Y’ALL: Yet another Active Learning Library¶

API:

Prerequisites¶

Installation¶

Clone or download this repository and run:

python setup.py install

A motivating example¶

Active learning can often discover a subset of the full data set that generalizes well to the test set.
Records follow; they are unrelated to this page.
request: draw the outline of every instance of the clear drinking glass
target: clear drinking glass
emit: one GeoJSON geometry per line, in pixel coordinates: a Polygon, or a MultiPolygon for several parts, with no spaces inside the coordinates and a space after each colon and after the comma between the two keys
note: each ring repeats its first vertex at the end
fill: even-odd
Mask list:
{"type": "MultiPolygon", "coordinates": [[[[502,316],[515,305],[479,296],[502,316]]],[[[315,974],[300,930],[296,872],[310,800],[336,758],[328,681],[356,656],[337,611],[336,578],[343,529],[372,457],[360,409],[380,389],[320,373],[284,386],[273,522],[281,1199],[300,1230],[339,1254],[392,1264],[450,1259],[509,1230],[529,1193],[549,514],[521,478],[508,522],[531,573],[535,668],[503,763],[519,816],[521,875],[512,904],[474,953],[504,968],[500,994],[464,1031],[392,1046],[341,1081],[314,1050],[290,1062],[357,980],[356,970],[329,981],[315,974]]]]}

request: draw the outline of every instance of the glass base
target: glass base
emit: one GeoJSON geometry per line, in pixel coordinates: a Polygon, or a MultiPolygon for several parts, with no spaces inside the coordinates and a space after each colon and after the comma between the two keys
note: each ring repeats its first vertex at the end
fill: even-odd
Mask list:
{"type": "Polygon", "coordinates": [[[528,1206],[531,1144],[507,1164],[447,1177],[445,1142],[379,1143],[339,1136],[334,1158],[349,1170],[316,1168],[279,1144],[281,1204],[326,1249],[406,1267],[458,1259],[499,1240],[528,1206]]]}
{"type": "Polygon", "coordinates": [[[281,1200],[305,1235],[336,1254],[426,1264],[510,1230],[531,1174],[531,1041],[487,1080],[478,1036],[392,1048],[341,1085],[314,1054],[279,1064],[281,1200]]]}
For example, we consider the Iris data set:

>>> import numpy as np
>>> from yall import ActiveLearningModel
>>> from yall.querystrategies import Margin
>>> from yall.utils import plot_learning_curve
>>> from sklearn.datasets import load_iris
>>> from sklearn.model_selection import train_test_split
>>> from sklearn.linear_model import LogisticRegression as LR
>>> from sklearn.base import clone

>>> np.random.seed(0)
>>> iris = load_iris()
>>> X, y = iris.data, iris.target
>>> train_X, test_X, train_y, test_y = train_test_split(X, y, test_size=0.2)
>>> lr = LR(solver="liblinear", multi_class="auto")
>>> lr = lr.fit(train_X, train_y)
>>> print(lr.score(test_X, test_y))
0.967

Using the full data set, logistic regression acheives an accuracy of 0.967 on the test data.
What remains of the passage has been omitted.